I have a table Orders that stores orders, with fields:
Id
Date
Amount
Cost
Currency
I tried the following query:
SELECT SUM(Amount)-SUM(NFC1)
FROM Orders
WHERE Date BETWEEN '20121101' AND '20121231'
AND Currency = 'EUR'
Now, according to Oracle SQL Developer, what makes the query slow is the Currency = 'EUR' filter, since the other operations have much lower cost.
I checked the indexes and I have an index on Id, and another index on Date.
It seems to me, by the query analysis, that the DBMS first finds the records matching the required dates and then scans the whole table to find the records having Currency='EUR'. Currency is a VARCHAR.
Is there any way to optimize the query? I mean, is there a way to avoid the full scan?
From a general point of view, is it possible to prevent the DBMS from performing a full table scan after records have already been filtered by date, but rather find the records that match the Currency among those who have already been filtered by date?
Thanks a lot
It seems to me, by the query analysis, that the DBMS first finds the records matching the required dates and then scans the whole table to find the records having Currency='EUR'. Currency is a VARCHAR.
It does not scan the whole table.
Rather, it takes the row pointers (rowid's or the PRIMARY KEY values if the table is an IOT) from the index records and looks up the currency in the table rows in a nested loop. Since the index you're using does not contain Currency, it needs to be looked up somehow to do the filtering.

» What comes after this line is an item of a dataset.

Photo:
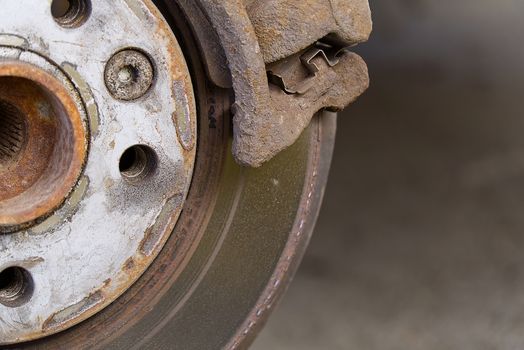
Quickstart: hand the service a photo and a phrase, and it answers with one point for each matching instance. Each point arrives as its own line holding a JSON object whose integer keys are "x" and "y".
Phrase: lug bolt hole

To work around this, you would need to create a composite index on (Currency, Date)
If creating another index is not an option, you may try creating a MATERIALIZED VIEW and create an index on that.
Build an index on a Currency field, or a compound index on Date and Currency if you often filter using both fields
Is there any way to optimize the query? I mean, is there a way to avoid the full scan?
A full scan might just be the most optimized plan available. Filtering data from a large portion of the table is usually faster by full scanning the table. The database can use fast, sequential disk reads.
I have a table with millions of rows, and I need to do LOTS of queries which look something like:
select max(date_field)
where varchar_field1 = 'something'
group by varchar_field2;
My questions are:
Is there a way to create an index to help with this query?
What (other) options do I have to enhance performance of this query?
An index on (varchar_field1, varchar_field2, date_field) would be of most use. The database can use the first index field for the where clause, the second for the group by, and the third to calculate the maximum date. It can complete the entire query just using that index, without looking up rows in the table.
Obviously, an index on varchar_field1 will help a lot.
You can create yourself an extra table with the columns
varchar_field1 (unique index)
max_date_field
You can set up triggers on inserts, updates, and deletes on the table you're searching that will maintain this little table -- whenever a row is added or changed, set a row in this table.
We've had good success with performance improvement using this refactoring technique. In our case it was made simpler because we never delete rows from the table until they're so old that nobody ever looks up the max field. This is an especially helpful technique if you can add max_date_field to some other table rather than create a new one.